Peraltro, questa Corte, con indirizzo consolidato, ha più volte affermato il principio secondo cui
non è consentito, in sede di legittimità, un riesame del merito della controversia attraverso il
tramite strumentale dell’art. 360, n. 5 c.p.c. che nei suoi limiti obbiettivi e nella finalità sua
propria, è volto unicamente al controllo di legalità sul modo e sui mezzi adoperati dal giudice nella
motivazione delle fonti del suo convincimento in modo da poterne seguire il suo possesso logico. Ne
consegue che la valutazione delle circostanze e delle ragioni poste a base di tale convincimento
costituisce una res faeti insindacabile in sede di legittimità se non sussistono vizi logici ed errori di
diritto, come nella specie.

Deve essere, altresì, respinta la censura relativa alla conferma da parte della C.T.R.
dell’accertamento eseguito dall’Ufficio con metodo analitico induttivo con il quale è stato
identificato l’importo dei ricavi non contabilizzati sulla base della cifra corrispondente al saldo
negativo espresso nel c/cassa al 2.1.1994, senza, peraltro che fossero computati i costi relativi alla
ricostruzione del reddito.

Anche per questa censura valgono le considerazioni sopra espresse in quanto la società ricorrente
lamentando la violazione e falsa applicazione dell’art. 36 d.p.r. n. 600/1973 nonché omessa,
insufficiente e contraddittoria motivazione, tende ancora ad ottenere da questa Corte un giudizio di
merito, precluso in questa fase di legittimità; peraltro, detta censura è anche priva di
autosufficienza, avendo la società dedotto solo in modo del tutto generico l’esistenza di costi senza
neppure indicarne la natura e la consistenza.
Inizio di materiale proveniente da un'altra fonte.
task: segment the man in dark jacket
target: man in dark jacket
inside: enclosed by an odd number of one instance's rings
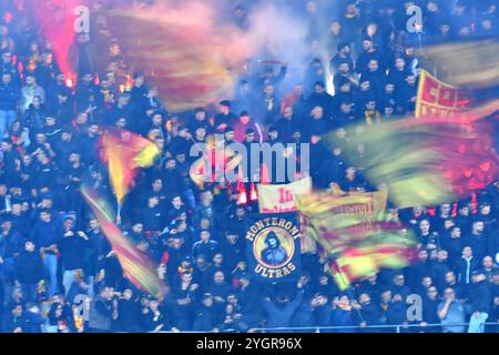
[[[195,310],[194,316],[194,332],[211,332],[216,325],[216,314],[213,302],[213,295],[211,293],[205,293]]]
[[[1,331],[3,333],[23,333],[28,327],[28,320],[24,316],[22,304],[13,304],[10,313],[2,320]]]
[[[469,320],[468,333],[483,333],[485,323],[489,317],[492,295],[487,276],[476,271],[472,273],[472,285],[470,287],[471,317]]]
[[[293,301],[289,301],[285,294],[277,295],[276,302],[271,301],[269,297],[265,298],[263,306],[267,314],[267,328],[288,327],[291,325],[293,314],[302,304],[303,300],[304,292],[302,290],[302,283],[298,283],[297,287],[298,293]]]
[[[40,220],[34,223],[30,233],[30,240],[34,242],[43,257],[43,265],[50,280],[50,296],[53,296],[58,290],[57,270],[58,270],[58,245],[62,235],[60,222],[52,217],[50,210],[40,211]]]
[[[43,278],[43,261],[34,248],[34,243],[27,241],[24,251],[16,258],[16,280],[29,302],[37,302],[37,287]]]
[[[83,271],[85,266],[85,248],[89,246],[89,237],[85,233],[74,230],[74,220],[64,220],[64,232],[60,242],[61,262],[64,270],[62,284],[65,295],[74,282],[77,273]]]
[[[4,72],[0,82],[0,140],[16,121],[20,91],[12,83],[12,74]]]
[[[134,300],[132,288],[123,291],[123,295],[118,301],[118,324],[122,332],[138,333],[142,328],[140,326],[140,304]]]
[[[103,287],[90,304],[89,326],[91,333],[109,333],[113,318],[113,288]]]
[[[358,315],[360,333],[377,332],[377,329],[368,329],[367,326],[373,326],[379,324],[380,310],[377,304],[371,302],[369,294],[363,293],[358,297],[359,312]]]

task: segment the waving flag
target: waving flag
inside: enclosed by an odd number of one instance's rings
[[[33,0],[31,4],[40,33],[51,43],[55,61],[67,78],[73,74],[69,52],[75,33],[84,31],[84,26],[79,26],[90,21],[86,3],[88,0]]]
[[[299,195],[297,200],[307,233],[322,246],[328,271],[342,290],[381,268],[408,266],[416,254],[414,235],[386,222],[385,207],[378,201],[375,209],[369,193]]]
[[[122,204],[139,170],[153,165],[160,149],[147,139],[118,130],[106,131],[101,146],[118,203]]]
[[[400,120],[349,133],[347,152],[363,144],[365,176],[387,184],[398,207],[455,201],[492,183],[499,174],[486,122],[456,122],[444,118]],[[335,138],[330,138],[335,146]],[[355,153],[347,160],[357,164]]]
[[[167,291],[166,286],[159,278],[149,255],[139,251],[113,223],[111,209],[104,199],[85,185],[82,185],[81,192],[116,253],[125,277],[138,288],[155,297],[163,297]]]

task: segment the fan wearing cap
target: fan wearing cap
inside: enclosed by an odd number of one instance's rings
[[[253,131],[253,143],[262,144],[264,141],[263,128],[258,123],[254,122],[253,118],[249,115],[249,112],[242,111],[240,119],[234,124],[234,139],[237,142],[244,142],[248,130]]]
[[[156,193],[146,196],[146,205],[142,210],[141,221],[144,224],[144,231],[152,234],[159,234],[165,226],[165,216],[160,206],[160,197]]]
[[[487,276],[481,271],[472,272],[471,281],[472,284],[469,291],[471,317],[469,320],[468,333],[483,333],[483,324],[489,317],[492,295]]]
[[[214,128],[217,131],[225,130],[228,125],[237,122],[237,115],[231,111],[232,104],[228,100],[223,100],[218,103],[218,113],[215,115]]]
Occorre anche aggiungere, per completezza di esposizione, che questa Corte ha avuto già modo di
pronunciarsi in ipotesi similari statuendo un principio di diritto condiviso da questo Collegio, non
sussistendo, nella specie, alcun motivo per discostarsene, secondo il quale: “In tema di
accertamento induttivo del reddito d’impresa ai fini IRPEG ed ILOR, ai sensi dell’art. 39 del d.p.r.
n. 600 del 1973, la sussistenza di un saldo negativo di cassa, implicando che le voci di spesa sono
di entità superiore a quella degli introiti registrati, oltre a costituire un’anomalia contabile, fa
presumere l’esistenza di ricavi non contabilizzati in misura almeno pari al disavanzo.”

Conclusivamente, dichiarata assorbita ogni altra censura, il ricorso della società (...) deve essere
respinto. Le spese per questa fase di giudizio seguono la soccombenza ai sensi dell’art. 92 c.p.c. e
si liquidano come indicato in dispositivo. La Corte tuttavia, ritiene equo compensare le spese del
giudizio di merito.

P.Q.M.

Rigetta il ricorso. Compensa le spese del giudizio di merito e condanna la ricorrente società al
pagamento di quelle del giudizio di legittimità che si liquidano in €. 2.700,00 (duemilasettecento),
di cui €. 2.500,00 (duemilacinquecento) per onorari oltre spese generali ed accessori di legge.